Val-d’Aigoual is a new commune created through the merger of the communes of Notre-Dame-de-la-Rouvière and Valleraugue, located in the Gard department in the Occitanie region.




It is without a doubt the least talked about ski resort in France! The fact is that in the Gard, the sea springs to mind more than snow.
Overseen by the local authority, the ski resort extends over the commune of Valleraugue. The resort is located on the slopes of Mont Aigoual to the south of the Massif Central, and on the border between the departments of Gard and Lozère. The resort’s highest point is at an altitude of 1,565 metres. This makes it the highest point in the Gard and second highest point in Lozère, and in Cévennes after Mont Lozère, 1,699 metres.

About the resort
12 downhill ski runs: 4 green runs, 5 blue runs, 3 red runs
11 chairlifts
Cross-country skiing: 40 kilometres of runs in protected countryside within the Cévennes National Park
Sledge run and raquette trails at L’Espérou

A French ski school offering individual or group downhill or cross-country skiing lessons.

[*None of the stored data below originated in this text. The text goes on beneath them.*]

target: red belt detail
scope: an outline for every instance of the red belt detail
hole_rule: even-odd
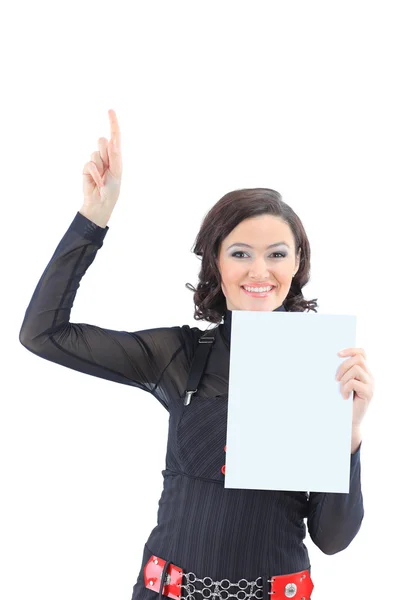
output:
[[[154,555],[149,558],[144,568],[144,583],[149,590],[160,591],[161,575],[166,562],[166,560]],[[182,569],[171,563],[167,569],[166,577],[167,583],[164,585],[162,594],[174,598],[174,600],[180,600]]]
[[[151,556],[144,567],[144,583],[149,590],[160,591],[161,576],[167,561],[158,556]],[[164,585],[162,594],[180,600],[183,570],[180,567],[169,565],[167,569],[167,583]],[[314,589],[308,569],[289,573],[287,575],[273,575],[269,580],[271,582],[271,592],[273,600],[310,600],[311,592]],[[267,599],[265,599],[267,600]],[[268,598],[269,600],[269,598]]]
[[[274,594],[274,600],[286,600],[286,598],[309,600],[313,589],[314,584],[308,569],[271,577],[271,593]]]

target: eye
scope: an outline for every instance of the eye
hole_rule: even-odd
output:
[[[232,254],[232,256],[236,256],[236,254],[244,254],[244,252],[242,250],[237,250]]]
[[[236,257],[236,254],[245,254],[245,252],[243,252],[243,250],[237,250],[236,252],[232,253],[232,256]],[[273,252],[271,254],[271,256],[275,256],[277,254],[279,254],[282,258],[285,258],[285,256],[286,256],[286,254],[284,252]],[[237,257],[237,258],[239,258],[239,257]]]

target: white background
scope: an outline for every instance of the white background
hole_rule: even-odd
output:
[[[121,195],[71,321],[205,329],[185,288],[197,282],[202,218],[231,190],[278,190],[311,244],[304,296],[321,313],[357,315],[376,380],[363,425],[365,519],[334,556],[307,536],[313,600],[388,596],[400,534],[397,3],[10,6],[0,48],[0,597],[129,600],[156,524],[168,413],[18,339],[81,207],[83,166],[109,137],[109,108],[122,133]]]

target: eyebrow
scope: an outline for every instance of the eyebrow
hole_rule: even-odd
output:
[[[242,244],[241,242],[238,242],[237,244],[231,244],[229,248],[232,248],[232,246],[244,246],[245,248],[253,247],[250,246],[250,244]],[[275,244],[270,244],[269,246],[267,246],[267,250],[268,248],[274,248],[275,246],[287,246],[287,248],[289,248],[289,245],[286,242],[276,242]],[[227,250],[229,250],[229,248],[227,248]]]

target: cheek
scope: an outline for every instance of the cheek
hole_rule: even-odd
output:
[[[225,265],[223,270],[223,280],[226,285],[237,285],[243,279],[243,267],[237,264]]]

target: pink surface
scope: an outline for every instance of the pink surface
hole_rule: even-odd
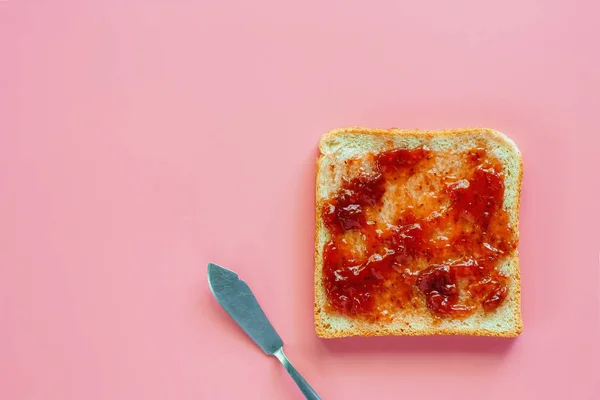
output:
[[[597,4],[0,2],[0,398],[300,399],[214,261],[324,399],[599,399]],[[316,338],[316,146],[345,125],[516,141],[521,337]]]

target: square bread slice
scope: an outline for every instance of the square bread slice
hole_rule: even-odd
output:
[[[319,147],[318,336],[521,333],[523,165],[512,140],[350,127]]]

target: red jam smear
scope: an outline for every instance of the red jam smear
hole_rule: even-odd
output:
[[[375,206],[385,192],[382,174],[361,175],[344,184],[344,189],[323,209],[323,219],[330,231],[339,234],[361,229],[366,220],[364,210]]]
[[[407,207],[384,229],[368,220],[382,206],[388,182],[431,174],[436,155],[421,148],[379,153],[373,171],[345,181],[324,204],[332,234],[323,249],[328,307],[377,319],[383,309],[424,306],[460,318],[479,308],[493,311],[506,299],[508,278],[497,266],[517,243],[502,208],[501,165],[484,150],[465,154],[462,179],[436,175],[443,189],[427,195],[440,204],[436,212],[416,216]],[[438,240],[440,232],[447,237]],[[364,251],[346,240],[349,233],[360,236]]]

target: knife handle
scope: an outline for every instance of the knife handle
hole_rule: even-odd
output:
[[[321,397],[317,394],[317,392],[315,392],[315,390],[308,384],[308,382],[306,382],[302,375],[300,375],[300,372],[298,372],[298,370],[294,368],[290,360],[288,360],[285,353],[283,352],[283,347],[280,347],[279,350],[273,353],[273,355],[277,357],[277,359],[285,367],[286,371],[288,372],[288,374],[290,374],[294,382],[296,382],[296,385],[298,385],[298,387],[302,391],[302,394],[304,395],[304,397],[306,397],[307,400],[322,400]]]

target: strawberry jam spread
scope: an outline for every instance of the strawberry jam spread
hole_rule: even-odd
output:
[[[395,149],[345,167],[353,177],[321,209],[331,233],[323,249],[330,310],[374,320],[424,308],[463,318],[503,303],[508,277],[498,266],[517,238],[493,155]]]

Food outlets in the resort. In summer l’Espérou and the surrounding area are well-known for the beauty and fresh appeal of the countryside. Hiking, horse-riding and mountain biking are all popular activities with 120 km of signposted trails.



You are in for a surprising meeting at the top of Mont Aigoual. A imposing building resembling a castle is home to the last mountain weather station still in operation in France. This observatory, inaugurated in 1894, incorporates a meteorology museum which attracts more than 80,000 visitors each year. By exploring the 350m2 of permanent and temporary exhibits, you will learn about life as a Météo France technician. You will find out about the tools and techniques in use and will gain an understanding of weather phenomena thanks to multiple interactive and didactic displays. You’ll also enjoy the 800 photographs of Mont Aigoual and the large screen film which celebrate this mountain’s wild and magnificent nature.



Deep in the Aigoual massif, located in the heart of the Cévennes area, the Bonheur river rises up out of the ground. In contact with the limestone, it disappears under the Causse de Camprieu to gush out 800 meters further along. The birthplace of French caving, the visit of the site extends over 1 km and is very accessible following extensive works in 2006 which mean that it is possible to exit the caves after the visit only 5 minutes from the reception building.